2.Convert a Survived variable into factor column.

titanic <- read.csv(
              file = "titanic.csv",
              stringsAsFactors = FALSE
              )     #(1)

titanic$Survived <- as.factor(titanic$Survived)      #(2)

Discretizing categories:

Converting all Pclass values into variables:

titanic$pclass_one <- 0
titanic$pclass_two <- 0
titanic$pclass_three <- 0
titanic[titanic$Pclass==1,"pclass_one"] <- 1
titanic[titanic$Pclass==2,"pclass_two"] <- 1
titanic[titanic$Pclass==3,"pclass_three"] <- 1

Converting all the values of Embarked variables into variables:

titanic$embarked_q <- 0
titanic$embarked_s <- 0
titanic$embarked_c <- 0
titanic[titanic$Embarked=="Q","embarked_q"] <- 1
titanic[titanic$Embarked=="S","embarked_s"] <- 1
titanic[titanic$Embarked=="C","embarked_c"] <- 1

Converting values of gender into variables:

titanic$sex_m <- 0
titanic$sex_f <- 0
titanic[titanic$Sex=="male","sex_m"] <- 1
titanic[titanic$Sex=="female","sex_f"] <- 1

Filling Missing values of Age:

titanic[is.na(titanic$Age),"Age"] <- 28

Building Random Forest:

1.Install randomForest package if you have not installed it.
2.Load library packages.
3.Create the list of features for random forest.
4.Create random forest model .
5.Use varImpPlot to create scatter plot for variable importance calculated by random forest.

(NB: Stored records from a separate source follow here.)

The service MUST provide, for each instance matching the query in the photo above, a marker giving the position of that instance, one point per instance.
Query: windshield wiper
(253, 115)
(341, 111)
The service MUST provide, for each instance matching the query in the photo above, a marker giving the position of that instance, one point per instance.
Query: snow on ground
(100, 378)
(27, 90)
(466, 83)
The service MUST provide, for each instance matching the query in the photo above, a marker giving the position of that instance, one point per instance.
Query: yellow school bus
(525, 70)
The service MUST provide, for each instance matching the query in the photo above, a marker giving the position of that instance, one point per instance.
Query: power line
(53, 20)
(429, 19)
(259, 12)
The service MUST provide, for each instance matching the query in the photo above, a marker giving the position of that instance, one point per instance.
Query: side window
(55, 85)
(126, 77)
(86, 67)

install.packages("randomForest").    #(1)
library(randomForest)                     #(2)
features <- c("Survived","Age", "SibSp", "Parch", "Fare", "pclass_one","pclass_two","pclass_three","embarked_q","embarked_s","embarked_c","sex_m","sex_f")       #(3)
titanic.forest <- randomForest(Survived~., data = titanic[,features], importance=TRUE)    #(4)
varImpPlot(titanic.forest)       #(5)

varImportance

One way to analyze how much impact a feature could make on target feature (Survived) is to use feature importances property from machine learning algorithm library.